A railroad gun of mass M = 2.0 kg fires a shell of mass m =1.0 kg at an angle of theta= 35.0 with respect to the horizontal as measured relative to the gun. After the firing is complete, the final speed of the projectile relative to the gun (muzzle velocity) is v_0 =100.0 m/s . The gun recoils with speed v_r and the instant the projectile leaves the gun, it makes an angle phi with respect to the ground.

a)What is v_p , the speed of the projectile with respect to the ground?
b)What is phi , the angle that the projectile makes with the horizontal with respect to the ground (in degrees)?

To solve this problem, we can use conservation of momentum and conservation of energy principles. Let's start by solving part (a) for the speed of the projectile with respect to the ground (v_p).

Step 1: Find the velocity of the gun after firing (v_g).

Using the conservation of momentum principle, we know that the total momentum before firing is equal to the total momentum after firing.

Initial momentum of the system = (mass of the gun x initial velocity of the gun) + (mass of the shell x initial velocity of the shell relative to the gun)
Initial momentum of the system = (M x 0) + (m x v_0) [since the gun is initially at rest]
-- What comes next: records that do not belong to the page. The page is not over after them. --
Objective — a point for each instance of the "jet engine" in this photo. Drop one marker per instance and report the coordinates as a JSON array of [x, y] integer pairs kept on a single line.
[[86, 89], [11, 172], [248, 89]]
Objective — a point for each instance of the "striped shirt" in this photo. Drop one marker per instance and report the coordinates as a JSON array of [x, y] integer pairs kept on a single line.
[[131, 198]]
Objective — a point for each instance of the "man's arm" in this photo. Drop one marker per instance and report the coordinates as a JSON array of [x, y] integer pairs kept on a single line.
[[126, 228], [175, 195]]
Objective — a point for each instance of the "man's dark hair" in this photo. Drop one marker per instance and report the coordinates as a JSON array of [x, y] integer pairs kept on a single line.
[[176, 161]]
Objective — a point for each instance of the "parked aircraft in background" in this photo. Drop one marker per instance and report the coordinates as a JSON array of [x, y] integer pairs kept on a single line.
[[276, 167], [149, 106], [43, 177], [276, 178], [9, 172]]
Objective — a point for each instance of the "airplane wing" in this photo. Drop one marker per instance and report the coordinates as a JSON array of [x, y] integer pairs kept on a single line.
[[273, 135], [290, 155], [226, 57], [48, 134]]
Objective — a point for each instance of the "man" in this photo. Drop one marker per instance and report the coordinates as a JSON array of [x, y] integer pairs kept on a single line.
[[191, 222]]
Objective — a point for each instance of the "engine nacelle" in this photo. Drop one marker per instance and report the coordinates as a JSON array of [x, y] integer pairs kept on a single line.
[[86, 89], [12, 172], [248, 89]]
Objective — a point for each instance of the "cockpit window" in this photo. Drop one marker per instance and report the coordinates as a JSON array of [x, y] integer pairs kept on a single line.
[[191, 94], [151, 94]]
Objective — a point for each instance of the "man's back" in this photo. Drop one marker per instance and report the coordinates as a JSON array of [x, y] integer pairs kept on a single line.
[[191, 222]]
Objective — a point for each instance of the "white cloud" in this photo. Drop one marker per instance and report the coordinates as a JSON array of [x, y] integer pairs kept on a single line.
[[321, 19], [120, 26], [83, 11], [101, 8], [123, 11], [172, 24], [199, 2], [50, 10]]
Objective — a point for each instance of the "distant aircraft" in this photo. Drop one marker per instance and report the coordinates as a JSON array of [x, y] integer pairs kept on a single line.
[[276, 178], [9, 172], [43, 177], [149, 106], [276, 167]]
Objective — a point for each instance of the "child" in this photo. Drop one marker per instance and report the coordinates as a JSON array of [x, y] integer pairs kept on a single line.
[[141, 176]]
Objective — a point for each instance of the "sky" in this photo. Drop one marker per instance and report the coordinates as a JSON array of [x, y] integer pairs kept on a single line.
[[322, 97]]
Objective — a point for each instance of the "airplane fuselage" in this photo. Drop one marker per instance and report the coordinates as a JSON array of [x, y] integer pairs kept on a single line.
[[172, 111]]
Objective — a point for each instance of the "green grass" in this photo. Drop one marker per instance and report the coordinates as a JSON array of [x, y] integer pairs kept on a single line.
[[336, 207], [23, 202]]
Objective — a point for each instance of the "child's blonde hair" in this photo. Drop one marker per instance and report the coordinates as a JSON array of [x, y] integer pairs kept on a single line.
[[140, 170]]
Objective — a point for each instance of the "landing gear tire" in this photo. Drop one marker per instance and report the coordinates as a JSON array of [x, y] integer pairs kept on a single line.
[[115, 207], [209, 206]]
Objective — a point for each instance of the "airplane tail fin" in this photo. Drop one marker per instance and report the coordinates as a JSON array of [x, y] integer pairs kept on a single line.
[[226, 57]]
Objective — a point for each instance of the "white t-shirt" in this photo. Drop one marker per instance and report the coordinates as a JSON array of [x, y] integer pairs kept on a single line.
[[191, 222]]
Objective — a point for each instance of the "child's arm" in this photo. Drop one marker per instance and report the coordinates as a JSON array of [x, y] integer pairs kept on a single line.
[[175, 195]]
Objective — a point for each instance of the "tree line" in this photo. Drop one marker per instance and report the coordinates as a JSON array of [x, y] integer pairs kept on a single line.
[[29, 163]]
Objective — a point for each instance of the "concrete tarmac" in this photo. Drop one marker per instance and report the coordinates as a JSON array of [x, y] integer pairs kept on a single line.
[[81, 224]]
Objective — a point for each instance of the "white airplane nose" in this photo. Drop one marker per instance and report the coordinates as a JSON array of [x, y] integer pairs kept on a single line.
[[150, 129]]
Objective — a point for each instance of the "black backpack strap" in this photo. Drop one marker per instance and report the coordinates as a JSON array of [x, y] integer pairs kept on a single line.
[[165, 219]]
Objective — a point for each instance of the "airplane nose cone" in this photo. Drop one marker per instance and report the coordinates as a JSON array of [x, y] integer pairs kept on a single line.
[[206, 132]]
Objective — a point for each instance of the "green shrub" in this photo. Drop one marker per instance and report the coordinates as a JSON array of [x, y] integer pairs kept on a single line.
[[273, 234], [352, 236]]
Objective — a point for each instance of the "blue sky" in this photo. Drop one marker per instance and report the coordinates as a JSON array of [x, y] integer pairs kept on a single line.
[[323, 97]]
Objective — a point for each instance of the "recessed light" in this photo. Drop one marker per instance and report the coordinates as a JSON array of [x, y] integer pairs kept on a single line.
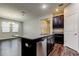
[[44, 6], [57, 10]]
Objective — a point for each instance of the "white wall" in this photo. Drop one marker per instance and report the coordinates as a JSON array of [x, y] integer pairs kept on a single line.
[[32, 27], [9, 34], [71, 31]]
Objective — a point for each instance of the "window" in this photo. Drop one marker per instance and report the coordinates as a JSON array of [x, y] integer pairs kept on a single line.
[[5, 26], [15, 27], [10, 26]]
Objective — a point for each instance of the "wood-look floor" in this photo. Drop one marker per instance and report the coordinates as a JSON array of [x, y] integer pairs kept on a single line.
[[60, 50]]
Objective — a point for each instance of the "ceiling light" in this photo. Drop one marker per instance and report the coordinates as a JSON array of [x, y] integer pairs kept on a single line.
[[44, 6]]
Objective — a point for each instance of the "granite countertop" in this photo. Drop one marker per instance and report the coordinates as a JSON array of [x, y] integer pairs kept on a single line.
[[6, 38]]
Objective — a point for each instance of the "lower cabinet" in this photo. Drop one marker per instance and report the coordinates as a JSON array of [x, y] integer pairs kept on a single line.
[[10, 47]]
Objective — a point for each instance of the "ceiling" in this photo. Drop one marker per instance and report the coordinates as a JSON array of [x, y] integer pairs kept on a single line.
[[25, 11]]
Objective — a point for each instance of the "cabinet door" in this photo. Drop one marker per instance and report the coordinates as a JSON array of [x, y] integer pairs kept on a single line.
[[71, 23], [71, 31]]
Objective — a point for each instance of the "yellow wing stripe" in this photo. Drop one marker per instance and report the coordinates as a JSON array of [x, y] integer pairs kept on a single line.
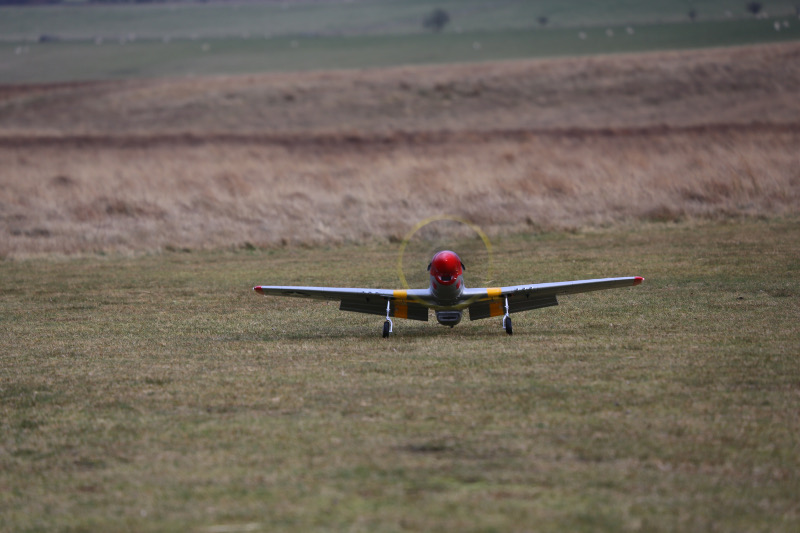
[[494, 292]]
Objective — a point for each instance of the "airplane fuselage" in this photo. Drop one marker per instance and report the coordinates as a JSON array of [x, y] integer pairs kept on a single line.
[[447, 284]]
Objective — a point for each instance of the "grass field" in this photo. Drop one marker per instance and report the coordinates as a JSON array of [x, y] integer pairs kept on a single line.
[[101, 43], [159, 393], [145, 387]]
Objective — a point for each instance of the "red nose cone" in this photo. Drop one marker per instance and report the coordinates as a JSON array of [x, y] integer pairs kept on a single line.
[[446, 267]]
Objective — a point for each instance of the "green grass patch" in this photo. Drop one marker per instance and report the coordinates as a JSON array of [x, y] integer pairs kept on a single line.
[[213, 54], [160, 393]]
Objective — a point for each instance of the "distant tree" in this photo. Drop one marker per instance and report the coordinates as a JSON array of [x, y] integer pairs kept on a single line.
[[436, 20], [754, 7]]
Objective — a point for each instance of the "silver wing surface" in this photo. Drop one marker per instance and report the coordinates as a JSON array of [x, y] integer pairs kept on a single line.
[[409, 304], [489, 302]]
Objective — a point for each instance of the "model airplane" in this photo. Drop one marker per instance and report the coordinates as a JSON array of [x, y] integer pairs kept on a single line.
[[448, 296]]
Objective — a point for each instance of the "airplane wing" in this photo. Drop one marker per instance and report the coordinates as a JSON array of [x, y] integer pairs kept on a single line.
[[488, 302], [402, 303]]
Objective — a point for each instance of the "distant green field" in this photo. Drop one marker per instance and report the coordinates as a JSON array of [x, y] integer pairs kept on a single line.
[[107, 42], [85, 60], [352, 17], [159, 393]]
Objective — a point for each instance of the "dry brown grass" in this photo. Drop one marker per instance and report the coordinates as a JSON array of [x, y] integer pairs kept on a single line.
[[354, 156]]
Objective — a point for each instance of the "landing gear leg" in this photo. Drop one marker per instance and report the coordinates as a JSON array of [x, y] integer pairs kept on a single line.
[[507, 320], [387, 326]]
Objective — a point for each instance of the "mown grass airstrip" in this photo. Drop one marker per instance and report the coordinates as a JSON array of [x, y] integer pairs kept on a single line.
[[158, 392]]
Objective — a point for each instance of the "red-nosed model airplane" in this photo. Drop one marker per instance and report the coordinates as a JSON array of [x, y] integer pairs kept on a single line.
[[448, 296]]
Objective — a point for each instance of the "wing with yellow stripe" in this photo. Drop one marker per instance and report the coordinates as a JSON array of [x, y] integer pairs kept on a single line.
[[408, 304], [489, 302]]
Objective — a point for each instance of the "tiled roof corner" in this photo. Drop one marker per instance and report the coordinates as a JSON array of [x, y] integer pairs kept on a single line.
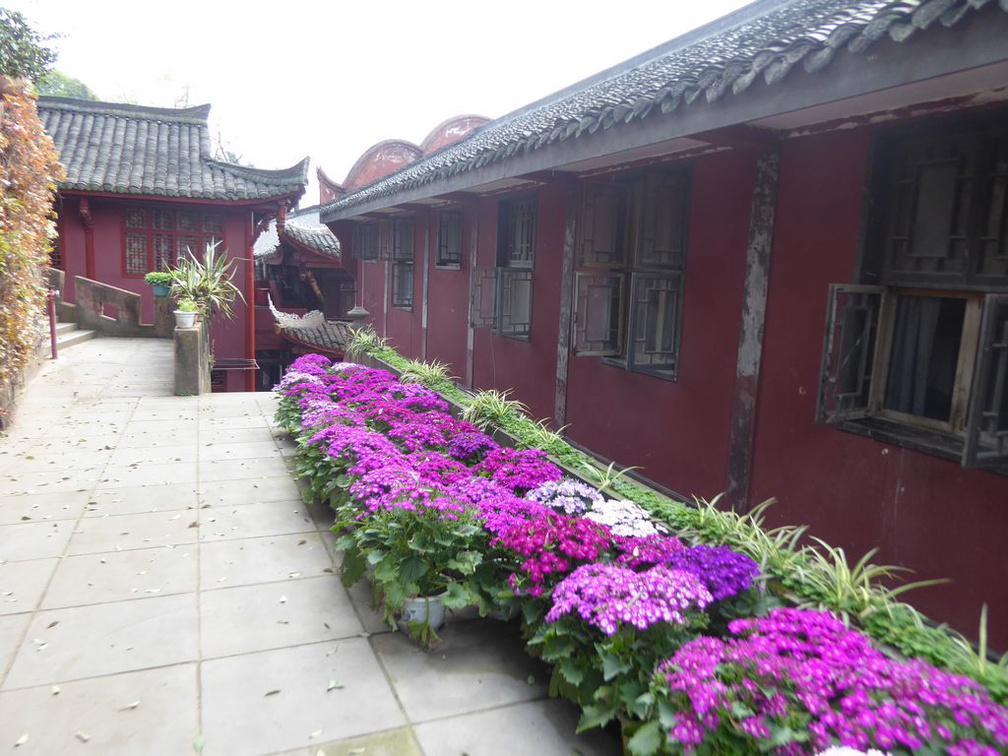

Final momentum of the system = (mass of the gun x final velocity of the gun) + (mass of the shell x final velocity of the shell relative to the gun)
Final momentum of the system = (M x -v_r) + (m x v_p) [negative sign for the velocity of the gun since it's in the opposite direction]

Therefore, we can write the equation:

m x v_0 = M x (-v_r) + m x v_p

Step 2: Find the velocity of the shell with respect to the ground (v_s) using the relative motion principle.

v_s = v_g + v_p

Step 3: Solve for v_p.

From step 1, we can rewrite the equation as:

m x v_0 - M x (-v_r) = m x v_p

Simplifying further:

v_p = (m x v_0 + M x v_r) / m

Substituting the given values, we can calculate the result.

For part (b), we need to find the angle phi that the projectile makes with the horizontal with respect to the ground.

Step 4: Find the horizontal and vertical components of the final velocity of the projectile (v_px and v_py).

v_px = v_p x cos(theta)
v_py = v_p x sin(theta)

Step 5: Find the angle phi.

phi = arctan(v_py / v_px)

Substituting the values of v_px and v_py, we can calculate the result.

Note: Remember to convert the angle from radians to degrees if required.

I hope this helps you solve the problem! Let me know if you have any further questions.